Art brut referred specifically to the idea of works in their "raw" state, "uncooked" by cultural and artistic influences (terms used by structural anthropologists such as LΘvi-Strauss). Raw also referred to the quality of these works as creation in its most direct and uninhibited form. Practitioners of art brut use a wide variety of styles and materials, bearing no relation to any activity in the world of fine art, and share only a compulsive need to create.
Outsider artists, by their very nature, tend not to be aware of each other, and do not form a cohesive group. The purest creators of art brut would not consider themselves artists at all, nor would it occur to them that they are producing art.

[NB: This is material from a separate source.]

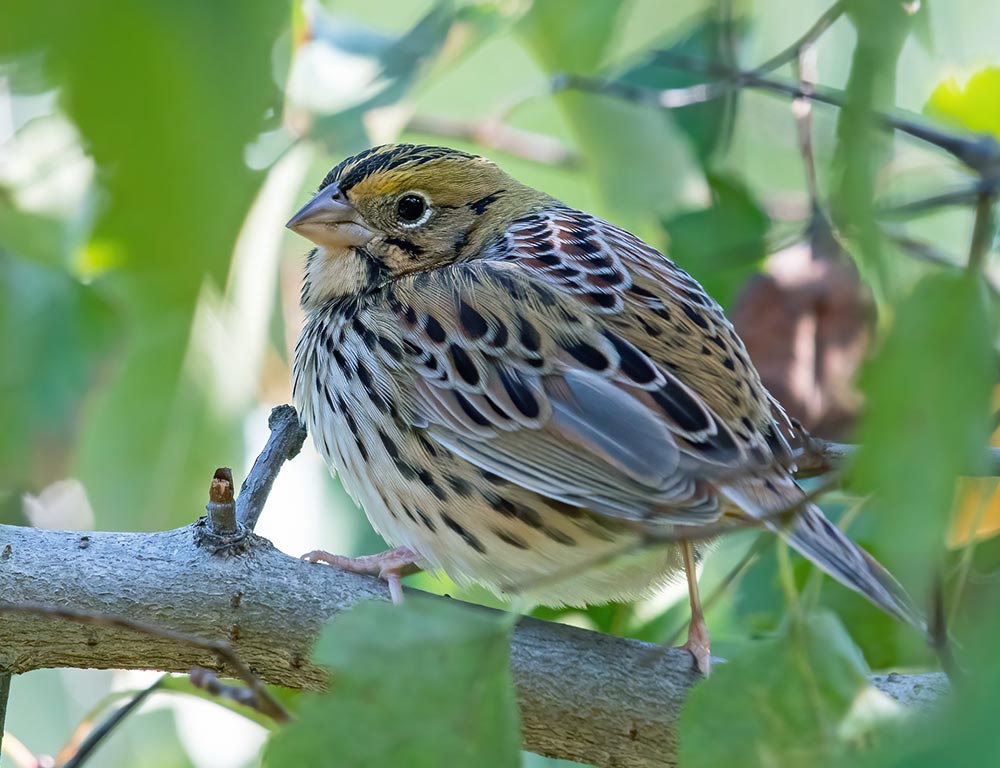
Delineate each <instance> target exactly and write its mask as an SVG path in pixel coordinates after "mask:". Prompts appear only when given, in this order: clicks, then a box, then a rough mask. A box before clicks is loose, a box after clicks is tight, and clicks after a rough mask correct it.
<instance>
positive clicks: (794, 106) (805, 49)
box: [792, 4, 839, 212]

Outsider Art, used in a strict, academic sense, is a synonym for art brut. This is the sense in which it is used by Colin Rhodes, author of the standard text Outsider Art - Spontaneous Alternatives (Thames and Hudson, UK£7.99).
Confusingly, Outsider Art has also come to be used as an umbrella term, embracing a wide range of artistic practice. This use of the term Outsider Art is often commercially driven, used self-descriptively by the numerous commercial galleries that have sprung up around the world, dealing in a range of naive artists, visionaries and folk artists, as well as genuine Outsider Artists.
The magazine of Outsider Art, Raw Vision, published internationally, states: "The definition has become obscured by chronic misuse since its introduction in 1972. Outsider Arts should only apply to that rarity of art produced by those who do not know its name".